XLIII

PIPER

PIPER PRECISAVA DE UM MILAGRE, não de uma história para dormir. Mas naquele momento, parada ali, em choque, enquanto a água negra jorrava em torno de suas pernas, ela pensou na lenda que Aqueloo mencionara: a história da enchente.

Não o conto de Noé, mas a versão cherokee que o pai costumava lhe contar, com os fantasmas que dançavam e o cão-esqueleto.

Quando era pequena, ela se aninhava ao lado do pai na grande poltrona reclinável dele. Olhava pelas janelas o litoral de Malibu enquanto o pai lhe contava as histórias que ouvira do avô Tom na reserva em Oklahoma.

— Um homem tinha um cachorro — começava ele sempre.

— Você não pode começar uma história assim! — protestou Piper. — Precisa dizer Era uma vez.

O pai riu.

— Mas esta é uma história cherokee. E eles vão sempre direto ao assunto. Bem, seja como for, um homem tinha um cachorro. Todos os dias esse homem levava o cachorro até um lago para buscar água, e o cão latia furiosamente para o lago, como se estivesse com raiva dele.

— E estava?

— Tenha paciência, querida. Por fim, o homem ficou muito aborrecido com o cão por latir tanto e ralhou com ele: “Cachorro mau! Pare de latir para a água. É apenas água!” Para a surpresa dele, o cachorro o encarou e começou a falar.

— Nossa cadela sabe dizer Obrigada — disse Piper. — E sabe latir Pão.

— Mais ou menos isso — concordou o pai. — Mas aquele cachorro conseguia formar frases inteiras. E disse: “Em breve, a tempestade virá. O nível das águas se elevará e todos se afogarão. Você pode salvar sua família construindo uma jangada, mas primeiro terá que me sacrificar. Você precisa me jogar na água.”

— Que horrível! — falou Piper. — Eu nunca afogaria meu cachorro!

— O homem provavelmente disse a mesma coisa. Ele achava que o cão estivesse mentindo... quer dizer, assim que se recuperou do choque de ouvir seu cachorro falando. Quando protestou, o cão disse: “Se não acredita em mim, olhe minha nuca. Já estou morto”.

— Que coisa triste! Por que está me contando isso?

— Porque você me pediu — lembrou-lhe o pai. E, de fato, algo naquela história fascinava Piper. Ela já a ouvira dezenas de vezes, mas continuava a pensar nela. — Bem, o homem agarrou o cachorro pela nuca e viu que a pele e o pelo já estavam se soltando. Debaixo deles, só havia ossos. O cachorro era um cão-esqueleto.

— Que nojento.

— Concordo. Assim, com lágrimas nos olhos, o homem se despediu de seu irritante cão-esqueleto e o atirou na água, e o animal afundou na mesma hora. O homem construiu uma jangada e, quando veio a enchente, ele e a família sobreviveram.

— Sem o cachorro.

— Sim. Sem o cachorro. Quando a tempestade passou e a jangada atracou, o homem e sua família eram os únicos sobreviventes. Ele podia ouvir sons vindos do outro lado de uma colina, como se milhares de pessoas rissem e dançassem, mas, quando chegou ao topo, não viu nada além de ossos cobrindo o solo... os esqueletos de todas as milhões de pessoas que haviam morrido afogadas. Ele se deu conta de que os fantasmas dos mortos dançavam. Aquele fora o som que ouvira.

Piper esperou.

— E...?

— E mais nada. Fim.

— Você não pode terminar a história assim! Por que os fantasmas dançavam?

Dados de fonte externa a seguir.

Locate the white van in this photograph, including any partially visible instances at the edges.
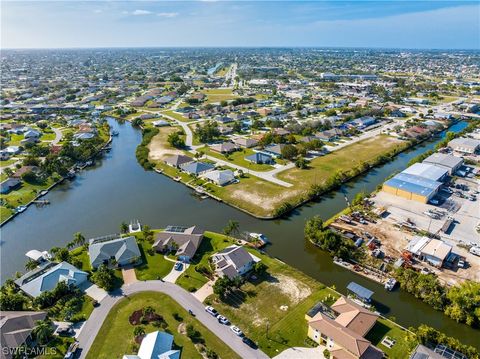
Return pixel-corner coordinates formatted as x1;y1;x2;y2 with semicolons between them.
470;247;480;256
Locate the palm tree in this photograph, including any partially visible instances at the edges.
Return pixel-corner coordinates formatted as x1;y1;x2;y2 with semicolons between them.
133;325;145;337
73;232;86;246
223;220;240;237
25;260;38;270
33;320;53;344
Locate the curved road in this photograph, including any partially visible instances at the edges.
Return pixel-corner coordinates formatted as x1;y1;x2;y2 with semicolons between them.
78;280;268;359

— Não sei — respondeu o pai. — Seu avô nunca sentiu a necessidade de explicar. Talvez estivessem felizes por uma família ter sobrevivido. Talvez estivessem desfrutando a vida após a morte. São fantasmas. Quem pode saber?

Piper não ficou satisfeita com aquele fim. Havia tantas perguntas sem resposta. Será que a família encontrara outro cachorro? Obviamente, nem todos os cães haviam se afogado, pois a própria Piper tinha um.

Ela não conseguia esquecer aquela história. Nunca mais olhou para os cães da mesma maneira, perguntando-se se um deles poderia ser um cão-esqueleto. E não compreendia por que a família precisara sacrificar o cão para sobreviver. Morrer para salvar a família parecia algo muito nobre — uma coisa muito própria dos cães.

Agora, no ninfeu em Roma, com a água na altura da cintura, Piper se perguntava por que o deus do Rio Aqueloo havia mencionado aquela história.

Ela desejou ter uma jangada, mas na verdade acreditava que parecia mais o cão-esqueleto. Já estava morta.